What was learned in Vietnam

When I was a GI resister and we were organizing the American Servicemen’s Union [around] 1970, what we would come in contact with were people who became leaders in the anti-war struggle inside the military. But maybe when they joined the military in 1967 or 1968, they had accepted the official ruling-class explanation of the war, hook, line and sinker.

What I myself saw in Vietnam was the U.S. military slaughtering Vietnamese people on the land they were raised on and lived on. The invading imperialist army did it for many reasons, including to control oil drilling in the South China Sea. And for domination of the world, which is what the U.S. ruling class really wants.

The U.S. Armed Forces is an imperialist army basically fighting to ensure the profit margins of U.S. corporations and Wall Street.

Sometimes what happens when someone joins the military is that a radicalization process takes place. A perfect transgender example of that is Chelsea Manning, who was patriotic when she joined up but learned of, was disgusted by and then exposed the war crimes of the U.S. military in Iraq when she understood better what was happening.

Chelsea Manning had a different description for what the Pentagon called “collateral damage.” She called it “collateral murder.” The military brass couldn’t tolerate that kind of description.

What about discharges? Medical care?

If transgender people are pushed out of the military, what kind of discharges are they going to get? Dishonorable or bad conduct? These discharges follow people later on in life after they leave the military.

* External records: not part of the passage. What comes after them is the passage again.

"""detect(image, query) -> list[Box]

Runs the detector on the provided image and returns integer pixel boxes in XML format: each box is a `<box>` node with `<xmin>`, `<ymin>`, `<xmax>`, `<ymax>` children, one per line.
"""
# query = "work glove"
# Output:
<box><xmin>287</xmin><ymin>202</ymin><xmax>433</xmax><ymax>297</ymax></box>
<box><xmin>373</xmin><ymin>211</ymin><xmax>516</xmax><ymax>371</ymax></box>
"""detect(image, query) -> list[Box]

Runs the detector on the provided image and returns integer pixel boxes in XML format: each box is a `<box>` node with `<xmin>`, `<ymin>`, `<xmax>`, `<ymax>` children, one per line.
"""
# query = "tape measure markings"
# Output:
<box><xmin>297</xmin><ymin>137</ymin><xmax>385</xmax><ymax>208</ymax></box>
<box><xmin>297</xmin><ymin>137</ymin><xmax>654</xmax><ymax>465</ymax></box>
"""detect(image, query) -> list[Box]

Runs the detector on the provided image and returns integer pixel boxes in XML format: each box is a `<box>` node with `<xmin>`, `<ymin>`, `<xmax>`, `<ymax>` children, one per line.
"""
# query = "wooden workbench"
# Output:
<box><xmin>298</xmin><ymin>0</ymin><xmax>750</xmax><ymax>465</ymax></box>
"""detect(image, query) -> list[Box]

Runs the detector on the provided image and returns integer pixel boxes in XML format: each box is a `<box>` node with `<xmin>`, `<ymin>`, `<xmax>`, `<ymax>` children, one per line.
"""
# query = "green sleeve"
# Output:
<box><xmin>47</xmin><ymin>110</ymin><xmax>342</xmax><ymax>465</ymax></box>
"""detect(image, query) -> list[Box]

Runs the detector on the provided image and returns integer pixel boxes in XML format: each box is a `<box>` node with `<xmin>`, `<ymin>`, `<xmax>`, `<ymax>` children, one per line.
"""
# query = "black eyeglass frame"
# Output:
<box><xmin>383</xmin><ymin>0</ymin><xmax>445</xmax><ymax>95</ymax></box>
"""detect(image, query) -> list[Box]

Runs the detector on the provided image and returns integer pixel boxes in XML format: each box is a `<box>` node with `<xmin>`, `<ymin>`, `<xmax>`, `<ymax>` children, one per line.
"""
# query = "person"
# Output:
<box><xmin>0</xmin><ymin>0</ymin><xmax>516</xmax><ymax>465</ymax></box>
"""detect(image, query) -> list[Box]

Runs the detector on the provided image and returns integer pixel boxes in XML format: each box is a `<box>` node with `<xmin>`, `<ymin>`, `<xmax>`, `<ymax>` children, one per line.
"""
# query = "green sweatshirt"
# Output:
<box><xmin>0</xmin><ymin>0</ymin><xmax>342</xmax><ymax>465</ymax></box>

The president tweeting that he wants to cut off medical care [in particular to] transgender troops as a way of saving money is absolutely ridiculous. “Nominal” would be the minimum description for how insignificant [that amount of money] is.

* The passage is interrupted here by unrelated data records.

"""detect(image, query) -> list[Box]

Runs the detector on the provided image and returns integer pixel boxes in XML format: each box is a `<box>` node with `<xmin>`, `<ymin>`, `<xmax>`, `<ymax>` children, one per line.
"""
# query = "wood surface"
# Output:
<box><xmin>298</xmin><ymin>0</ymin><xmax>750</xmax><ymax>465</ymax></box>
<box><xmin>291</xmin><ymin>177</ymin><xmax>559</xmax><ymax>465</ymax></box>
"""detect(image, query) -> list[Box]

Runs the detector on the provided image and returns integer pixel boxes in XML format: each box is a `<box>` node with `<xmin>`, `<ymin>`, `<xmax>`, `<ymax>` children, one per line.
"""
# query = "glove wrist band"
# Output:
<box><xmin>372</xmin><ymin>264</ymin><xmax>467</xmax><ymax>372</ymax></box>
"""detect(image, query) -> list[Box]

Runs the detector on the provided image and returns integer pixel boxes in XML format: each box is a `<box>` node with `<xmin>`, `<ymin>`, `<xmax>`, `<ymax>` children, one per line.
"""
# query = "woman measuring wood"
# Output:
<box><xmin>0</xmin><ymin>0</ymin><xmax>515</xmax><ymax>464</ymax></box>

I spend a lot of time in the VA medical system. I was hurt in Vietnam. I have Agent Orange poisoning. I’ve been diagnosed with severe neuropathy from a head trauma — they call that traumatic brain disease. I have limitations in movement of my body, and for over 20 years I’ve been a PTSD [post-traumatic stress disorder] patient at the VA hospital.

So an important question that comes up now is what will happen to programs [and care] for trans people in the VA?

Exposing hypocrisy

The president’s tweet is exposing some of the contradictions among the veterans. The white racist veterans who support him have had their hypocrisy exposed. For years they ranted against people who resisted or avoided the draft 50 years ago or those who went into exile in Canada. Now they let a rich, white, racist president get away [with] having five draft deferments during the Vietnam War — he didn’t serve a day in the military. As so-called “commander in chief” — some of us in the VA call him “rapist in chief” — he assesses prisoners of war as “losers.” Even some conservative white veterans hate him for that.

People should follow this issue of trans people in the military raised by Trump. Regarding the rest, we should work to “turn the guns around.” I recommend that people read your book to learn about that struggle.

Catalinotto is author of “Turn the Guns Around: Mutinies, Soldier Revolts and Revolutions,” which includes some of Renée Imperato’s story. The book was published in 2017 by World View Forum.